Question for written answer  E-001888/2023
to the Commission
Rule 138
Francisco Guerreiro (Verts/ALE), Tiziana Beghin (NI), Ignazio Corrao (Verts/ALE), Tilly Metz (Verts/ALE), Martin Buschmann (NI), Sylwia Spurek (Verts/ALE), Niels Fuglsang (S&D), Jordi Solé (Verts/ALE), Anja Hazekamp (The Left), Karen Melchior (Renew), Dino Giarrusso (NI), Marie Toussaint (Verts/ALE), Caroline Roose (Verts/ALE), Pascal Durand (S&D)

Directive 2010/63/EU on the protection of animals used for scientific purposes[1]recognises that the capture of non-human primates from the wild is highly stressful for the animals concerned and carries an elevated risk of injury and suffering.

In order to end wild capture, Article 10 of the directive requires the Member States to ensure that the primates listed in Annex II are used in procedures only when they are the offspring of primates bred in captivity or when sourced from self-sustaining colonies. This requirement was supposed to take effect in November 2022[2].

However, the second feasibility study[3]on the subject concluded that ‘it is not possible to determine if or whether the aspiration of sourcing from self-sustaining colonies will be achieved in the future, but with the recent changes in usage, availability, demand and breeding practices … it is unlikely to be achieved for all commonly used primate species in the foreseeable future.’
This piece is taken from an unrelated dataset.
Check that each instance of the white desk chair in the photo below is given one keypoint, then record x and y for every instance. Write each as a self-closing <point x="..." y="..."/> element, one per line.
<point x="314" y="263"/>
The EU took an important moral stance when it decided to end its involvement in one of the cruellest sides to the sourcing of primates. What are the Commission’s current plans regarding the provision introduced by Directive 2010/63/EU to phase out the use of wild-caught primates and move towards using only individuals bred in self-sustaining colonies?